Yeltsin aide offers solution to mystery


The mystery over why President Boris Yeltsin of Russia failed to emerge from his aircraft to greet Mr Albert Reynolds at Shannon Airport three years ago may have been solved.

Speculation at the time that the reason the then Taoiseach and his team of ministers and officials faced an embarrassing wait on the tarmac was because Mr Yeltsin had drunk too much now seems unfounded.

The explanation for his non-appearance now is that the Russian President had suffered a suspected heart attack during his flight to Ireland from Washington, and his aides had been frantically treating him, it has emerged.

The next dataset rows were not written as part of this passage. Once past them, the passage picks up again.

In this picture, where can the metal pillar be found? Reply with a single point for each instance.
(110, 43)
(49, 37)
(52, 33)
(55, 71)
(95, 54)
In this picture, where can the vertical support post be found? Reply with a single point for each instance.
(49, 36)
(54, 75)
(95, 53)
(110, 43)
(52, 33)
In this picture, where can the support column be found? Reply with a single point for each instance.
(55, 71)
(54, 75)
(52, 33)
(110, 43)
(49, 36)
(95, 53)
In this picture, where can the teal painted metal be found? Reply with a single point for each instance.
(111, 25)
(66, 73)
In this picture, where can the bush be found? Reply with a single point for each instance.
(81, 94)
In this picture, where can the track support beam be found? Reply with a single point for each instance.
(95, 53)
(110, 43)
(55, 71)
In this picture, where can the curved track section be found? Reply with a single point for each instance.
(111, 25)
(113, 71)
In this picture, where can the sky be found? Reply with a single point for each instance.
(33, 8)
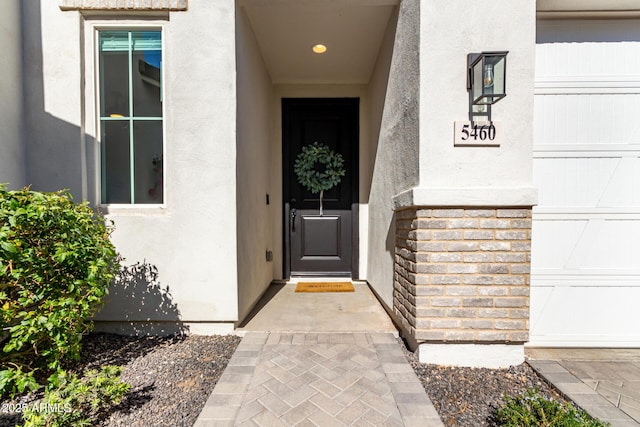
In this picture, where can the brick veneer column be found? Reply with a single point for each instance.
(462, 275)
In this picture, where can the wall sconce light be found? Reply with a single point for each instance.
(486, 76)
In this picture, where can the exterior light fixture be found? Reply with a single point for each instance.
(486, 76)
(319, 48)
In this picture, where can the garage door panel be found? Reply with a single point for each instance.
(585, 270)
(580, 119)
(606, 246)
(578, 316)
(587, 47)
(585, 182)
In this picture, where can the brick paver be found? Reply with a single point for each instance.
(318, 379)
(607, 390)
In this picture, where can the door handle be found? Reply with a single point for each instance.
(292, 214)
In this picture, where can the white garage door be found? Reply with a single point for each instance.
(585, 276)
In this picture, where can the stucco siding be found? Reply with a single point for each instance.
(12, 166)
(180, 257)
(254, 149)
(395, 165)
(448, 34)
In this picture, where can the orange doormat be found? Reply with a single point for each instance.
(325, 287)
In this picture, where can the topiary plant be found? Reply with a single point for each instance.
(319, 169)
(56, 265)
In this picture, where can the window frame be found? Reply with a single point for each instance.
(95, 28)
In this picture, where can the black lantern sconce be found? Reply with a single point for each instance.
(486, 77)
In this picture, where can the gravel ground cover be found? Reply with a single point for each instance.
(171, 379)
(468, 397)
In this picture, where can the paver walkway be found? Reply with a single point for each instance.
(608, 390)
(323, 379)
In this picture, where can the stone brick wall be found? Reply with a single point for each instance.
(462, 275)
(123, 4)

Details of Mr Yeltsin's illness are given in a new book by one of the Russian President's aides.

The aide, a former bodyguard, tells how Mr Yeltsin was taken ill on board the aircraft, which made a stop-off at Shannon Airport in 1994 on its flight from Washington. This is in line with the explanation given to the Irish at the time - that the head of state was unwell and not able to meet Mr Reynolds and Mr Bertie Ahern, the present Taoiseach.

An official who was with Mr Reynolds on the day of the abandoned Yeltsin visit said: "Clearly, if what the President's former bodyguard says is true, then the position that day was more serious than we thought at the time.

"It was said that Mr Yeltsin was indisposed and many of us took that as a euphemism for the fact that he may have been drinking on the flight. If, as now seems possible, the President had suffered a heart attack or something like that, the implications were certainly more grave than we appreciated."

Mr Yeltsin's aircraft had circled Shannon for an hour before landing.

One aide later reported that members of Mr Reynolds's retinue - politicians and officials spent nearly half an hour waiting to meet Mr Yeltsin before seeing, instead, a deputy Russian prime minister - laughed about the incident as they returned to Dublin.

Another member of the Reynolds team said: "It created something of a sensation and did appear to be in line with Mr Yeltsin's sometimes unpredictable reputation.

"But this new version of what happened indicates that the explanation - that Yeltsin was `slightly indisposed' - we were provided with at the time might have been closer to the truth than anyone thought."

The fresh account is given in the book From Dawn to Sunset, by the Russian leader's former bodyguard, Alexander Korzhakov.